Dec 28, 2019

Polymorphic functions and polymorphic types in postgreSQL

Posted in technical

One thing that caught my eye in postgreSQL 10 is the type system of functions in the SQL procedural language (PL/pgSQL). More specifically, I am talking about polymorphic functions and the associated polymorphic types. The type of polymorphism at play in these functions is parametric polymorphism, with some twists, as you shall see in the rest of the article.

This is not the first thing someone would find attractive about postgreSQL, but I am very much interested in type systems and their peculiarities. And the type system of postgreSQL polymorphic functions is what I would call peculiar; at least at first sight. That’s mostly because of its restrictions. I was trying to find reasons for why these restrictions are in place, but I could not find any details in the source code comments of postgreSQL, or in the early papers written on postgreSQL. If someone can shed some light on the historical reasons behind these restrictions, I would be most interested in knowing them. In the meantime, I can only try to come up with possible reasons myself.

There are five polymorphic types in postgreSQL: anyarray, anyelement, anynonarray, anyenum and anyrange. They are part of a larger category of so called pseudo-types. There is no reason to go into explanations and examples here, as they are explained and exemplified in the documentation; plus, some of them are self explanatory.

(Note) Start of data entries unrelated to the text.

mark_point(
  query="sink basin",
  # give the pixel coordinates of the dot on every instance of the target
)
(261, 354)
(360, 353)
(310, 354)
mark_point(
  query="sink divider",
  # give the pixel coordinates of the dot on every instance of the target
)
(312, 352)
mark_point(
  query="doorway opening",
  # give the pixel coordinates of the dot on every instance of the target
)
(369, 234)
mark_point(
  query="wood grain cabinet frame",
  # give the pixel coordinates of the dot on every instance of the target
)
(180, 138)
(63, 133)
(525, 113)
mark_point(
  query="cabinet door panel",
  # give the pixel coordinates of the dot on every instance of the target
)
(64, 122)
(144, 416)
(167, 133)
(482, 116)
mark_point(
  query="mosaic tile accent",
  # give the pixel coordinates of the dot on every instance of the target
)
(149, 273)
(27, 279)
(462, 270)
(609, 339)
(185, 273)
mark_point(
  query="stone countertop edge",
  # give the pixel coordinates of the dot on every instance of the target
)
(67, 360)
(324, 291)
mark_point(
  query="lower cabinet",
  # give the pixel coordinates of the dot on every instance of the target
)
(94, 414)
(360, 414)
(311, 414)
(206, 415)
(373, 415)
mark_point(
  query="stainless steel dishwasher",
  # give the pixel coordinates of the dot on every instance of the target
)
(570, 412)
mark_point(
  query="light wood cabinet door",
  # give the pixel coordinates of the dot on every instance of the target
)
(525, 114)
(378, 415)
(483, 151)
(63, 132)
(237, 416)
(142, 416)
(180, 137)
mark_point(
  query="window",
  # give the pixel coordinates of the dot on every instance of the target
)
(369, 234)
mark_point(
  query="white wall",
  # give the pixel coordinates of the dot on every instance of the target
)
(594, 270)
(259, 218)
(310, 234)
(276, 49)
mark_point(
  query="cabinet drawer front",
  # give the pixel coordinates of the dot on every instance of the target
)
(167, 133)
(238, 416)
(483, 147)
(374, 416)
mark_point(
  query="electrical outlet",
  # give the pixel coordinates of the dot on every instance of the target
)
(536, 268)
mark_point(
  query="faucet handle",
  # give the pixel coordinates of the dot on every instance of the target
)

Some restrictions of polymorphic types that I find intriguing:

Polymorphic types can only be used as types for function parameters or function return types. Thus, they cannot be used as types for column data or function variables, for instance. I assume this restriction is in place to simplify the typesystem of PL/pgSOL because, with this restriction in place, the actual types can be identified from the function call types.
If you have multiple polymorphic types in the signature of the function, they all need to be the same type at function call time. I assume this is so that we can make restriction number three work.
If you have a polymorphic type as a return type, then you need to have at least one parameter of polymorphic type. This is probably because now the type of the return type can be identified from the function call types.

Let us watch polymorphic types at work in the next section. You will get a feeling of the consequences of these three restrictions.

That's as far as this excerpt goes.